M: During that time, we primarily secured new assignments through our existing network.

J: I know many people from backstage, back in my gigging days. If you’ve known someone for fifteen years, you trust them.

M: It’s nice to meet new people at events now. The randomness of connection-building is back.

J: Our cinema and tv campaign for Amazon Smile just premiered. We got that assignment through our office building neighbours, Blacklist Creative. They are Amazon’s creative agency. During a communal lunch we asked ‘hey, what are you guys up to?’ The rest is history.

Sonic branding means making brands audible. Why is that important?

 

J: Upcoming generations are far more likely to buy products from brands with a clear audio identity. And people are 96 % more likely to remember a brand if it has been paired with music. That is, if said music suits the logo. It’s our vision to build a brand a universe of sound. To reach and touch people’s hearts through their ears.

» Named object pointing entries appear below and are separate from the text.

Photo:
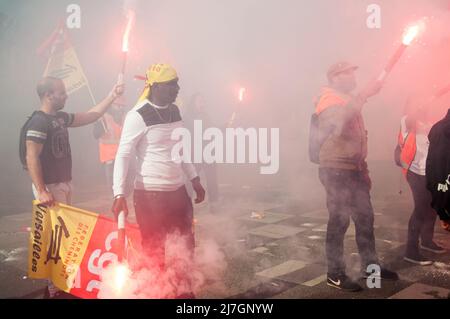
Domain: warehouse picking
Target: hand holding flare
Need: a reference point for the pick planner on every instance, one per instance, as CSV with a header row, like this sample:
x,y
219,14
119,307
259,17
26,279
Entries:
x,y
411,33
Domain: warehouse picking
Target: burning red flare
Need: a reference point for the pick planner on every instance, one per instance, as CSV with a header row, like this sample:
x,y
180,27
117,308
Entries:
x,y
122,274
126,35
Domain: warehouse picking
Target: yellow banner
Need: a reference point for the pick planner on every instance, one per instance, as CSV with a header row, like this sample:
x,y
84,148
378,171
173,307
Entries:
x,y
58,241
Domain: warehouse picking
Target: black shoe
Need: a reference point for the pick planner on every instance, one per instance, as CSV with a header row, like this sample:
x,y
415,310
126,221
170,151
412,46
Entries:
x,y
341,281
385,274
417,259
433,247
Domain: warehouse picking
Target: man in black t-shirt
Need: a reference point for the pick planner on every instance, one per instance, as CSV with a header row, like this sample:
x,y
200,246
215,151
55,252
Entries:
x,y
48,155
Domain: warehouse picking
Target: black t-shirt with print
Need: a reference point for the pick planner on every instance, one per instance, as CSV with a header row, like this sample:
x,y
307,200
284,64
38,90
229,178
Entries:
x,y
51,131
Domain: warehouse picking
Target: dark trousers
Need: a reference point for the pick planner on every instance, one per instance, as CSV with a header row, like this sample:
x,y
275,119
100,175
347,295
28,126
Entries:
x,y
159,214
423,217
348,195
212,186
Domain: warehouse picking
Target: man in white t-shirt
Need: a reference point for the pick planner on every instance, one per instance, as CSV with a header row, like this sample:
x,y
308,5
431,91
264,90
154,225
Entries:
x,y
415,127
161,202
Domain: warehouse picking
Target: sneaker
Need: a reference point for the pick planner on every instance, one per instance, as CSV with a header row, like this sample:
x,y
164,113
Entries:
x,y
417,259
433,247
341,281
385,274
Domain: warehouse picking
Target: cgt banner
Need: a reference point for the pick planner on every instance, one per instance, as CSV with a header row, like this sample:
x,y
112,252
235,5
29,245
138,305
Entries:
x,y
71,247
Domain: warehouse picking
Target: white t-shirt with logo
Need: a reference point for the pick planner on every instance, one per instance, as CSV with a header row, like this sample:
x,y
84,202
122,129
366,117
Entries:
x,y
418,165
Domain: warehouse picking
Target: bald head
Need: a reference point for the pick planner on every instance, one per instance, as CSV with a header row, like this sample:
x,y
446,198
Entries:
x,y
52,91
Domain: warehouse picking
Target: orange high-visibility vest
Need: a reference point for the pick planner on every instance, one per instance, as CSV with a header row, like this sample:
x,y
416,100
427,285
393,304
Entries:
x,y
408,148
109,142
330,97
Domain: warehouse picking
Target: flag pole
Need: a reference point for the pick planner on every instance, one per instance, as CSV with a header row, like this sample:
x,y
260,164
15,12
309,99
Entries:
x,y
102,119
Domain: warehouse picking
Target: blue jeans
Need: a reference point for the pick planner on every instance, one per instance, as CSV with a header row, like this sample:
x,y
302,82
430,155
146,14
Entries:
x,y
348,195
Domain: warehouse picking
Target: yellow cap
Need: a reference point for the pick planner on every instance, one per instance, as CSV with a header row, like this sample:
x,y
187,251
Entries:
x,y
157,73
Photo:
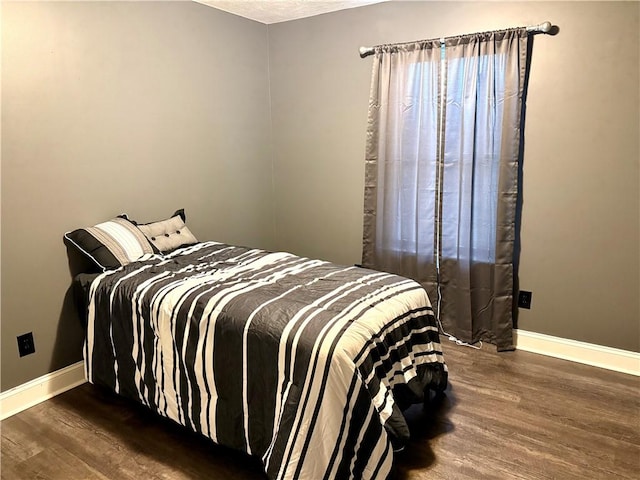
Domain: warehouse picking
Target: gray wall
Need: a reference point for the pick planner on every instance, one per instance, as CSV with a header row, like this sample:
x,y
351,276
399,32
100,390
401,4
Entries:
x,y
146,107
121,106
580,220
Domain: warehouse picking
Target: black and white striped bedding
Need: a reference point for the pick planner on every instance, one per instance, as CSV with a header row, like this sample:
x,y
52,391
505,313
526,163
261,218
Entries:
x,y
293,360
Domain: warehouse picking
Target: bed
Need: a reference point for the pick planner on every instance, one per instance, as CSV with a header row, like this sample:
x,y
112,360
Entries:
x,y
302,363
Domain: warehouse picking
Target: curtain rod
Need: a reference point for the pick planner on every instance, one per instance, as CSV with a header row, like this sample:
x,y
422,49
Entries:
x,y
544,27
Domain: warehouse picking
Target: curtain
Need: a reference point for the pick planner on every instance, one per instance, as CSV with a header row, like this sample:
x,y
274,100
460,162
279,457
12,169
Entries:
x,y
441,174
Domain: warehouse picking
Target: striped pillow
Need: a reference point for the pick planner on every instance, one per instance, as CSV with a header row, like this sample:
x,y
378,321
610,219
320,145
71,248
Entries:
x,y
111,244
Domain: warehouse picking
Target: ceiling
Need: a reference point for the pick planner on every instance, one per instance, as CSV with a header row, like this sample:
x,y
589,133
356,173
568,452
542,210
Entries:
x,y
275,11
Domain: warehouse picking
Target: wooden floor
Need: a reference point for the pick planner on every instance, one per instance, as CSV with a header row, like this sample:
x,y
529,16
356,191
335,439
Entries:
x,y
507,415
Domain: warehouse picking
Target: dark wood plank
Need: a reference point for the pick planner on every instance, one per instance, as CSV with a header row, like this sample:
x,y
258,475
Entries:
x,y
511,415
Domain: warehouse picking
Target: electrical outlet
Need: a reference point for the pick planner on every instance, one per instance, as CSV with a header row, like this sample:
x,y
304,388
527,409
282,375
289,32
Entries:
x,y
524,299
26,345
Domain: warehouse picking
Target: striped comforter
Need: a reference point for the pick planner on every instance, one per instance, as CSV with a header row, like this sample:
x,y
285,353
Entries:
x,y
296,361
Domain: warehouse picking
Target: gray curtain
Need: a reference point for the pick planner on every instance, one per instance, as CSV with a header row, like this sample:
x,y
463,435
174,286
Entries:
x,y
441,185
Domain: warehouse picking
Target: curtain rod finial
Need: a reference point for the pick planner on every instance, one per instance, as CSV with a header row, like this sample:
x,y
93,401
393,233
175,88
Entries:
x,y
365,51
545,27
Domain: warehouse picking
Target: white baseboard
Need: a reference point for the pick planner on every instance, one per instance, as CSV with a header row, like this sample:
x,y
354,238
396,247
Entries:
x,y
581,352
43,388
40,389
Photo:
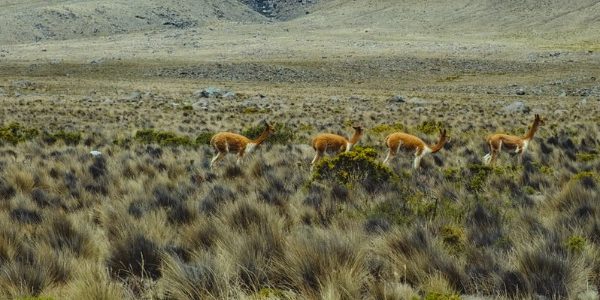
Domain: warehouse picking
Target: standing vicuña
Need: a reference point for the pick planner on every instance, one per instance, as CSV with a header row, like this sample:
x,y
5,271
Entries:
x,y
510,142
226,142
407,142
333,143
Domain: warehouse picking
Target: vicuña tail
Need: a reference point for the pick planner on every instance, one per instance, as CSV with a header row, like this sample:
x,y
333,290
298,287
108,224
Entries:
x,y
487,158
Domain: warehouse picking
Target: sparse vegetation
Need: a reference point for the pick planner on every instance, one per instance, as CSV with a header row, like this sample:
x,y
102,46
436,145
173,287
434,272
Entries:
x,y
145,217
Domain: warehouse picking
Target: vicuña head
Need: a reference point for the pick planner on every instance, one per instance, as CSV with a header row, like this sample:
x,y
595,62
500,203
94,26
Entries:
x,y
400,141
333,143
228,142
512,143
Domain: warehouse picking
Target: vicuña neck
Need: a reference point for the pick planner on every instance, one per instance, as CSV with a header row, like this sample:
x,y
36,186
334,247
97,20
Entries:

It’s a misconception to think sonic branding is about nothing more than audio logo’s. The full picture has to make audible sense.

What is an audio logo?

 

M: It’s the melody you’ll hear play in your head when encountering a brand.

J: Sonic branding is as old as humanity itself. Every country has its national anthem and you recognise a religion by how it sounds. If, as a brand, you have not yet understood the value of a distinctive musical identity, you are lagging behind the Romans. When image and sound collide, magic happens. Try imagining Star Wars without its iconic opening score. It would just be some letters rolling across a screen. Neuroscientific research also shows; we’ll believe it when we’ve heard it. If back in the day we saw a rabbit on the savanna, but we would hear a lion’s roar, we would go by ear and make a run for it. More and more brands are catching on and understand the importance of audio. What tv meant to our parents and meant YouTube to us, is TikTok to the new generation. When such audio-first platforms get the upper hand, how will you uniquely define yourself without a decent audio brand? And how will you make sure people will interact with your audio logo?

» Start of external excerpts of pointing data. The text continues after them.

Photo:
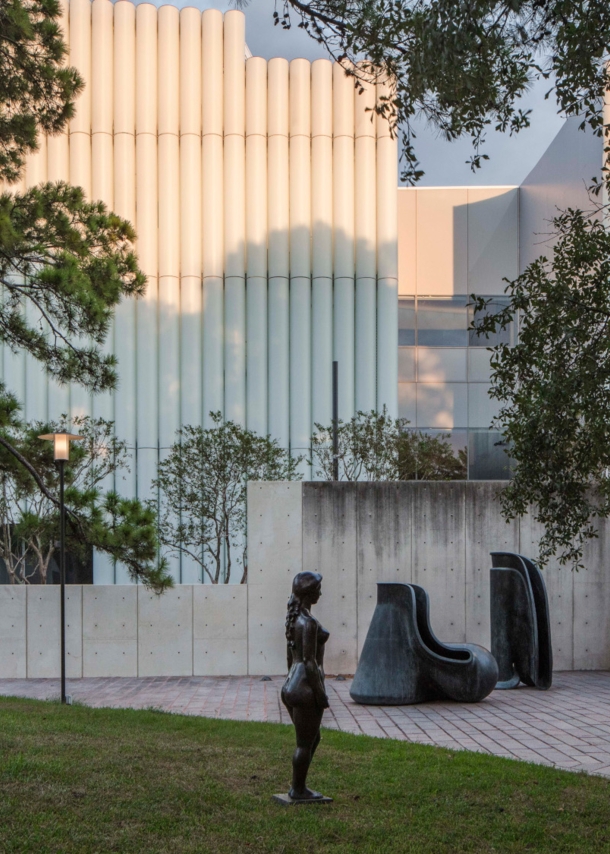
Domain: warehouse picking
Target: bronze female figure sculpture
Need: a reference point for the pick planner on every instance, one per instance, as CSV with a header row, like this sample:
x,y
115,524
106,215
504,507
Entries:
x,y
303,693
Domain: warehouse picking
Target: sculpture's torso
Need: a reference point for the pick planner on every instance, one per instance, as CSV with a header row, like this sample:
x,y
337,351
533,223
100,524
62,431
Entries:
x,y
297,691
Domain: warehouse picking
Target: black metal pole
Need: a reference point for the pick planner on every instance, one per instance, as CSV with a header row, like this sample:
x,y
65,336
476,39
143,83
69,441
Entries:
x,y
62,576
335,420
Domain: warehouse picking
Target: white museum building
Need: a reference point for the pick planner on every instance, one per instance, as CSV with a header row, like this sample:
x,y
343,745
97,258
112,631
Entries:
x,y
275,239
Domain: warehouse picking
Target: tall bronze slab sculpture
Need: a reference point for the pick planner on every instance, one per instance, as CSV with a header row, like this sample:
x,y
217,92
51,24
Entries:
x,y
402,661
520,627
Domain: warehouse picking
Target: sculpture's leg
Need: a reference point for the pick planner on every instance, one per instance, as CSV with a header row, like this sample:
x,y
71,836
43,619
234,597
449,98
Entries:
x,y
307,725
315,744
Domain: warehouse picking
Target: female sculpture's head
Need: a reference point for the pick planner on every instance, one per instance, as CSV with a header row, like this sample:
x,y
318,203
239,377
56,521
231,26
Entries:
x,y
306,590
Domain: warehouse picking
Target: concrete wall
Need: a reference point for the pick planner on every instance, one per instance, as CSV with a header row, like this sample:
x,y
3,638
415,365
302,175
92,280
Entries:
x,y
438,535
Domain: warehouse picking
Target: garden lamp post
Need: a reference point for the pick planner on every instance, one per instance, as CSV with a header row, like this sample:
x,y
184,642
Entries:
x,y
61,453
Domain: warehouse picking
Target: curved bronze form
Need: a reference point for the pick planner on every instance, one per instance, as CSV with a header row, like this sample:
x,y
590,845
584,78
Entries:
x,y
402,661
520,626
303,693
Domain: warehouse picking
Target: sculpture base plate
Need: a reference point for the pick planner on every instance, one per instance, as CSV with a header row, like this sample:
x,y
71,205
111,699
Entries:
x,y
287,801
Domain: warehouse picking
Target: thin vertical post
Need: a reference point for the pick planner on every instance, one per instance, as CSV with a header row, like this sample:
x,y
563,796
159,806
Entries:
x,y
62,576
335,420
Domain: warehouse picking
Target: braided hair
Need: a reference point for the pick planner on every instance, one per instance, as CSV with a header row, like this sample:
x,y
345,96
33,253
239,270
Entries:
x,y
302,584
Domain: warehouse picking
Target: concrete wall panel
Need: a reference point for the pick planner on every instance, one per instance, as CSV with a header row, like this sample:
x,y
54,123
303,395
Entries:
x,y
226,657
165,632
329,547
220,611
43,632
275,525
439,555
13,621
384,542
110,630
591,615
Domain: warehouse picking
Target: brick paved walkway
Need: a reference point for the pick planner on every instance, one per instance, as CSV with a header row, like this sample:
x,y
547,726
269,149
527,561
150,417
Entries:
x,y
568,726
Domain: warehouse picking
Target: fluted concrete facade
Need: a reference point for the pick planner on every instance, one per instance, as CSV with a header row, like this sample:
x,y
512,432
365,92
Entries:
x,y
254,188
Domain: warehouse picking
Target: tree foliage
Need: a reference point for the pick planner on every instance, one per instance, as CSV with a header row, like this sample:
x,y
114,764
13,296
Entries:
x,y
37,90
463,65
554,386
374,446
202,485
64,265
29,512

“If, as a brand, you have not yet understood the value of a distinctive musical identity, you are lagging behind the Romans.”

What recent Clear Music work exemplifies your vision?

 

M: Unravel named our campaign for Alzheimer Nederland the Best Christmas Commercial. It also made the top three of the BUMA Music in Motion Awards.

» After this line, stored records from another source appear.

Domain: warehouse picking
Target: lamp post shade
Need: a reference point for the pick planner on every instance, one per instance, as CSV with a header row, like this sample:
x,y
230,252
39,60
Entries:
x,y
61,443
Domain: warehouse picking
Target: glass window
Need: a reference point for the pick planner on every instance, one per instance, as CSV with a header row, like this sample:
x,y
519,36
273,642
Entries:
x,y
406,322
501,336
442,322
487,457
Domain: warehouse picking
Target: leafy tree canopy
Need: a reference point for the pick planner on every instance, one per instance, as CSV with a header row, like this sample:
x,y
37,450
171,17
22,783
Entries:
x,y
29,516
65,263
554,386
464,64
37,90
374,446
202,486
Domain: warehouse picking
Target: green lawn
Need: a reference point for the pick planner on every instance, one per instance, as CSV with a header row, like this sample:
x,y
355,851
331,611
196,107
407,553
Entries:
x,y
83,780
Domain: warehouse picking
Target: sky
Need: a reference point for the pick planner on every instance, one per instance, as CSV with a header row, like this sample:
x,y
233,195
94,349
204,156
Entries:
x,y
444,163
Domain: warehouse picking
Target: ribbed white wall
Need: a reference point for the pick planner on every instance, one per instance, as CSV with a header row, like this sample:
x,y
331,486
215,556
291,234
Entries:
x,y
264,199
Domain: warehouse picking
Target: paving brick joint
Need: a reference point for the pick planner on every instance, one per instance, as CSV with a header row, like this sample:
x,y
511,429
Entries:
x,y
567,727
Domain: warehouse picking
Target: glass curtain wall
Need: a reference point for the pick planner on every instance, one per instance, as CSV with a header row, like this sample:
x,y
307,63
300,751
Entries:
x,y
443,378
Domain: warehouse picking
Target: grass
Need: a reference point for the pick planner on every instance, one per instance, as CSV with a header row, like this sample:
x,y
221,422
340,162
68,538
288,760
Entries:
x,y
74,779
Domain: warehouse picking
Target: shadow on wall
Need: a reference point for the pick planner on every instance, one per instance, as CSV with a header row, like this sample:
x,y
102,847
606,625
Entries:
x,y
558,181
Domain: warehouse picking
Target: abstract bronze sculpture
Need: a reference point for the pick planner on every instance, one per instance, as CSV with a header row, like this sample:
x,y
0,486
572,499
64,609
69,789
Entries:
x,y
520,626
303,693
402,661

J: In the commercial you hear MEAU do a beautiful cover of Willeke Alberti’s Samen Zijn (‘Being Together’).

M: Thanks to years of experience, we now always make sure to present our client with multiple creative routes, just in case it proves impossible to execute their original plan. Back when we presented MEAU to our client, she had not yet appeared in the Top 40. But we maintain close connections with artist managers and record labels. That is a nice extra for our clients; the fact that we have our feelers out in the field of music. That’s how we knew MEAU was going to make it big.

J: Samen Zijn is a classic and speaks to an older demographic, but by having up-and-coming MEAU cover the song it got a modern update. The original could have never generated such media impact. Research from the neuromarketing agency, Unravel, showed that our commercial made a bigger emotional impression on people than those of supermarkets Jumbo and Albert Heijn. That is how we won the award.

What is your favourite type of work to create?

 

J: I really enjoy working with brands who have taken a lot of time to figure out who they really are and what they stand for. People do not always know what to expect from a sonic branding project. But once they’ve realised ‘oh, we’ll be translating our brand values, this is going to be fun’, you start seeing that sparkle in their eyes.

M: We deliver creativity that works. We’re in the know and we keep up with things, like; which works will go out of copyright. The Banana Song has been in the public domain for over three years in the States.

J: Exactly. It’s just a matter of time before some banana brand seizes the opportunity. You could build such a great campaign around this. Wonder who’s going to get it?

M: It’s definitely some low-hanging fruit for Chiquita.